Videla/Pinochet could control newspapers, radios and TV and rule unchallenged. Nowaday dictators have the internet to deal with. They need the support of a majority of the population who watches TV to oppress a more educated minority, who uses the internet. The internet is always a problem for them and in many cases dictators selectively block it.
Nowadays, most people who oppress minority rights –like Ahmadinejad or Chavez– need to make the majority of people vote for them. That does not mean they are not dictators, but they are a new breed of more moderate dictators who have to learn how to use the new media tools available to them and only occasionally…murder. Hitler was elected. Being a dictator does not mean not to be popular, it simply means to have an unreasonable amount of power and use it to control the opposition and minority groups in order to remain in power for an unreasonable amount of time. Anyway, Niklas did not say any of these things. I just freely associated.
Before last summer Hezbolah was a minority force in a Lebanon. Before last summer most Lebanese saw Hezbolah as group of fanatics funded by Syria and Iran who could not be trusted to rule Lebanon. But Nasrallah, working jointly with Ahmadinejad and Bashar Al-Asad outsmarted Ehud Olmert and thanks to his naivete have now placed Hezbollah at the center of Lebanese politics.

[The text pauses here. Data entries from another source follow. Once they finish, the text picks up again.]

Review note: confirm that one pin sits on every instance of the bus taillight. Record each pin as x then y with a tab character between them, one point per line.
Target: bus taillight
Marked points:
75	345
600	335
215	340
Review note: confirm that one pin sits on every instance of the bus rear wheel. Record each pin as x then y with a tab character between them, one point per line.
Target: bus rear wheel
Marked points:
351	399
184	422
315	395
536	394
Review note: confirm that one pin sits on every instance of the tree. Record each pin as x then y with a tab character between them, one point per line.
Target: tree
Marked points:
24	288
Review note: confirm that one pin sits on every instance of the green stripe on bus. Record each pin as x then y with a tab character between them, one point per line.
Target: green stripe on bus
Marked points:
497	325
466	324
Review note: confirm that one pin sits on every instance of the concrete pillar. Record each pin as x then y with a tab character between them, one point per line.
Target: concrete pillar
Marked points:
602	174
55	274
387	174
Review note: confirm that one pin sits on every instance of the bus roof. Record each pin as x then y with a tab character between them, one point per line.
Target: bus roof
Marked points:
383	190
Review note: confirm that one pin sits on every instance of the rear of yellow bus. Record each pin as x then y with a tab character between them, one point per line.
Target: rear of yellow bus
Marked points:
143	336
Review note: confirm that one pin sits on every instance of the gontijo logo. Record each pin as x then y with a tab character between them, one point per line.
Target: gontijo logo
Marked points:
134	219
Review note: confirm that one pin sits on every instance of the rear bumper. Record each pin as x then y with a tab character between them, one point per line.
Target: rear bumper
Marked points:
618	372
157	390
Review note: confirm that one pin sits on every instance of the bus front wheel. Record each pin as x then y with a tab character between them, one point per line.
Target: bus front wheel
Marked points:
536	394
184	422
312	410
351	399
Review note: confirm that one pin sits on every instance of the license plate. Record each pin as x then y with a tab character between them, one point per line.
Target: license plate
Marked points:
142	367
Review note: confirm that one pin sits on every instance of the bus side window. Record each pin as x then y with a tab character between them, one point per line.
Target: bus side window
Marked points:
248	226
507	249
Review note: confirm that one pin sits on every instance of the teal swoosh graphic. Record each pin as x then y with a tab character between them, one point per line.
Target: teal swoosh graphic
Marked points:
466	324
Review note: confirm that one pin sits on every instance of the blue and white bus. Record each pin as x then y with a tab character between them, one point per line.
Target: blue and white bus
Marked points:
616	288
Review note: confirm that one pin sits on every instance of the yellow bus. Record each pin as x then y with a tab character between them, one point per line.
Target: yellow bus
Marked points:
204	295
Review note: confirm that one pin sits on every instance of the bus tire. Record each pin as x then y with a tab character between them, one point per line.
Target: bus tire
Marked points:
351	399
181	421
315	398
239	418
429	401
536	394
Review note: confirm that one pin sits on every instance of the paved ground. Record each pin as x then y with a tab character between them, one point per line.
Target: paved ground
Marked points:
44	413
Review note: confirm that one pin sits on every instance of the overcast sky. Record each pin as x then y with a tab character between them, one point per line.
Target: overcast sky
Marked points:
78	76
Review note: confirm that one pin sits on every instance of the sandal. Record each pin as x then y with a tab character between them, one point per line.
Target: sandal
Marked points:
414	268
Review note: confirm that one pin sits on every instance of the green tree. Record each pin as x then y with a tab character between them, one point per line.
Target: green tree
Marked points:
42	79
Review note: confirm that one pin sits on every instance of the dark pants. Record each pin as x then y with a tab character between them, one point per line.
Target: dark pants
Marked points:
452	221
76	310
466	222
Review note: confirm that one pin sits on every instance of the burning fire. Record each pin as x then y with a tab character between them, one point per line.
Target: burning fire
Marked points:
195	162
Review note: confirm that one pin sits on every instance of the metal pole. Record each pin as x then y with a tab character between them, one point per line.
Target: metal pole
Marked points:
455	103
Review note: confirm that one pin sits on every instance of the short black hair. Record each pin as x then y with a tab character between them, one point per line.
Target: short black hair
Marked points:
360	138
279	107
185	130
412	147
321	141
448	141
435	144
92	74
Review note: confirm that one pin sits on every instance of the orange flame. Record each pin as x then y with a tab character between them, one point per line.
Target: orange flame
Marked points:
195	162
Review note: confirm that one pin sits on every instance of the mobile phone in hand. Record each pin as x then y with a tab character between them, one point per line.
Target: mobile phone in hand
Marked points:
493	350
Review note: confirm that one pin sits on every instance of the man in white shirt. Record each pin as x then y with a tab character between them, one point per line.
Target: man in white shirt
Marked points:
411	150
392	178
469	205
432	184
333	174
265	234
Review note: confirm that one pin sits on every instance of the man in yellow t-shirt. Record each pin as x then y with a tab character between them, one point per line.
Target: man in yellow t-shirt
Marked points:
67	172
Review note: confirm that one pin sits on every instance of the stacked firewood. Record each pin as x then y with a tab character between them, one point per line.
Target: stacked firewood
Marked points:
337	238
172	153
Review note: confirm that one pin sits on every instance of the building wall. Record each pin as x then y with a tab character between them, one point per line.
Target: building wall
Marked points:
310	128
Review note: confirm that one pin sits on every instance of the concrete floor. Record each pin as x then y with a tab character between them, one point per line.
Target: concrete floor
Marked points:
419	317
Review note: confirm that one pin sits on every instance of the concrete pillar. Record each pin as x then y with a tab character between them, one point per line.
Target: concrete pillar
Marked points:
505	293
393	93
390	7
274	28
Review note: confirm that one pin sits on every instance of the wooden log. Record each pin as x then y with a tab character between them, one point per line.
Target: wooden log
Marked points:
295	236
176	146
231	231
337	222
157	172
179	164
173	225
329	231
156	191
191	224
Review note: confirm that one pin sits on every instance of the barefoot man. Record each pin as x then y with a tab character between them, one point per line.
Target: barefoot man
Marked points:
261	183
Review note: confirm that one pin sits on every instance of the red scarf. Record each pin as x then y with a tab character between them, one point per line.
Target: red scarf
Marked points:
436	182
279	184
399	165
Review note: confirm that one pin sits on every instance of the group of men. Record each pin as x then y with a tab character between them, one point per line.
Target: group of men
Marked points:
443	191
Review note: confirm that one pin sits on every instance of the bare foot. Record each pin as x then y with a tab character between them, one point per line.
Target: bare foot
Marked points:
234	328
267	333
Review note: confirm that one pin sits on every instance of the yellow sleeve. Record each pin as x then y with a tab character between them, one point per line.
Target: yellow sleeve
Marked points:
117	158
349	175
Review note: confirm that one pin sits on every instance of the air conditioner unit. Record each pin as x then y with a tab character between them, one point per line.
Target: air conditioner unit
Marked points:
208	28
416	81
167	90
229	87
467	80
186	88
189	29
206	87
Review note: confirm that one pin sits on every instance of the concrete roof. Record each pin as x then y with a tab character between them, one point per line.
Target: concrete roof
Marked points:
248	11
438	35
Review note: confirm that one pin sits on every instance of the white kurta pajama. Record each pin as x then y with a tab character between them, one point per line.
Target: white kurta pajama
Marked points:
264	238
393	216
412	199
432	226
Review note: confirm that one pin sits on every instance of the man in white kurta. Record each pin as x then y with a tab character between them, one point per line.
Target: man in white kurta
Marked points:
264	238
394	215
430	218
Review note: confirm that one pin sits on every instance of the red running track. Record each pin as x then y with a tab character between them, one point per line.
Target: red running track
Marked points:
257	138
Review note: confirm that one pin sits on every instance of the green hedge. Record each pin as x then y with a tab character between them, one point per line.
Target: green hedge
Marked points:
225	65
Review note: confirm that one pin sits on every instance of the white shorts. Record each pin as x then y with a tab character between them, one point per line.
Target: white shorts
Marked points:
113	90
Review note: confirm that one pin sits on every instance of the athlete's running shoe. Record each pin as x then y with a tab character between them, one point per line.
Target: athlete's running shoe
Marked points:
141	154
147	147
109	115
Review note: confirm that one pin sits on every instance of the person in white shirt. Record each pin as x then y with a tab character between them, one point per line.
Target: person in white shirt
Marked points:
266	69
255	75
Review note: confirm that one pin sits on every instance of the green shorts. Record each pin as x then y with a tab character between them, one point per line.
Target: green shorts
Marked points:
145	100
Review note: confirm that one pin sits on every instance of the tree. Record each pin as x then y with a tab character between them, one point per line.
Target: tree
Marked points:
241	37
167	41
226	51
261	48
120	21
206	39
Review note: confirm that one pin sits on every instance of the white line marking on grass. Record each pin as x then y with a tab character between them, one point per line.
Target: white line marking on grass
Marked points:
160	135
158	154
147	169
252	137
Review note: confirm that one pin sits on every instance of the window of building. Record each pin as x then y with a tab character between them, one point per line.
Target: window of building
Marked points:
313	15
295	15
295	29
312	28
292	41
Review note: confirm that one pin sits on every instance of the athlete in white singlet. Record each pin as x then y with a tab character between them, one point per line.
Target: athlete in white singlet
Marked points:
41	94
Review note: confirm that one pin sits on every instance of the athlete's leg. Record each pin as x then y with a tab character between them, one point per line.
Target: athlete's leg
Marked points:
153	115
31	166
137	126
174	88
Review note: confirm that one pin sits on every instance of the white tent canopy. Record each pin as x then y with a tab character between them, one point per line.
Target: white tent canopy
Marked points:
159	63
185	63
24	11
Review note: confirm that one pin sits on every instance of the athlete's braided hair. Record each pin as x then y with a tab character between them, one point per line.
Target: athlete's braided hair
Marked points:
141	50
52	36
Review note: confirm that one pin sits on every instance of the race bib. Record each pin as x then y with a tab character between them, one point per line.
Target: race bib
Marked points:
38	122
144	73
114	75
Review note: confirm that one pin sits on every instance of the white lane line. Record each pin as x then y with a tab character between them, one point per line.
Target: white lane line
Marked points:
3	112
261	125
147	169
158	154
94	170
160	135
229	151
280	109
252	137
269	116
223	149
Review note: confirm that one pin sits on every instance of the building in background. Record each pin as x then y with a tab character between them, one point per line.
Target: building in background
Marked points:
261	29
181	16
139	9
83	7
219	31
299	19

With a minor provocation of the kind that Sharon would have ignored, Hezbollah managed to get Israel to invade and cause so much fear in Lebanon that public opinion completely turned. And now Syria, Hezbollah´s supporter, went from being perceived mainly as an invader to being seen as a saviour mainstream party of Lebanon.
How could Olmert make so many non Hezbollah Lebanese see Hezbollah as a group they can trust? In my opinion because Ehud Olmert made the same mistake asGeorge W Bush which is basically to act so radically against radicals that in the end the radicals end up looking like moderate to most of the people they are trying to appeal to.